I don’t know how to tell my friends I need to talk. Like I really need to outward process right now.

I don’t know how to tell them I want to spend time with them. I want to have fun again. I want to sleep in the sun. I want to hear how they are. I want a hug.

I don’t know how to tell them that I really don’t need space right now. But more than anything, I need to know that I still have friends. Actually.

Just because my husband died doesn’t mean that I did too. But people across the grocery store still see me and run.

And I get it. No one knows what to say. No one knows what to do. And enough time has passed now that people feel guilty. It’s a good thing I was picked on when I was small because rejection isn’t that shocking.

When people don’t know I’m widowed, I’m more interesting. But now I’m not just widowed. My mother is dead too. My sibling had a breakdown. And I’m a little overwhelmed by the complexity of the things I’m trying to process. Alone.

The experiences don’t equate, but I hardly feel like I can endure yet another tragedy without a friend. I’m afraid that everyone will really stay away from me now. Just when time had finally flowed maybe enough for people to stop avoiding me.

I so want to do this right.

An old friend told me, “When I think of innocence and tragedy, yours is the first face that pops into my mind. Nothing about your life has ever seemed fair.”

Another said, “You’re the strongest person I know, and I don’t want to do something wrong. So I’ll just stay out of your way.”

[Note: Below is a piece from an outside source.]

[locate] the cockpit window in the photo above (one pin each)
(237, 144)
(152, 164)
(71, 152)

But in that vacuum, the bad people still show up. The bad things still happen. And I’m not a goddess. I’m not sure I can survive all of this alone. I need friends I can trust around me to offset the inconceivable in my life. I need help making deposits into my bank account of positive experiences that help offset the negative things I can do nothing about.

Please. If I’ve ever been kind to you, if I’ve ever been a friend, don’t leave me to the wolves. Please check on me; let me talk. The black hole whispers.

It’s ridiculous. I move forward all I can. But in times like these — I miss him so much. Because he was more than a love, he was a good friend. And he never abandoned me. I’d sit next to him, and he’d put his arm around me and let me cry, or talk, or sleep. Whatever I needed. And even though I had demons to face, he often just liked to hear my voice. I always came around to the answers I needed if he let me unpack the darkness, lay it on the table, and say its name. If I ever needed to face something, he stood right by me. If I needed to dream, he shared my vision. And that simple loyalty empowered me in ways I never understood until he was gone. I guess I never realized I needed someone to not only believe in me but to bear witness to me. Bear witness to what I was, my scars, what I was becoming. I needed a battle buddy to survive this life.

I didn’t have to entertain him to earn his friendship. I didn’t even have to stay on a pedestal. I could just be his friend. I could just be me: sad or worried or happy or excited. I could be creative without fear. He loved me, yes, but he also simply liked me and wanted to spend time with me, no matter how I showed up. Messy hair, muddy paint splatters, and all. And when I broke my body to have our children, he loved me all the more.

I realize it probably sounds silly, but I miss our friendship. I miss knowing our 6s were always covered. I miss the comfort of being accepted for everything I am, even when I’m traumatized, or nerdy, or strong, or broken. I can’t imagine how I’ll find that again, even in the fragments of friendships left behind. Everyone is so afraid.

And to my shame, perhaps now most of all, me.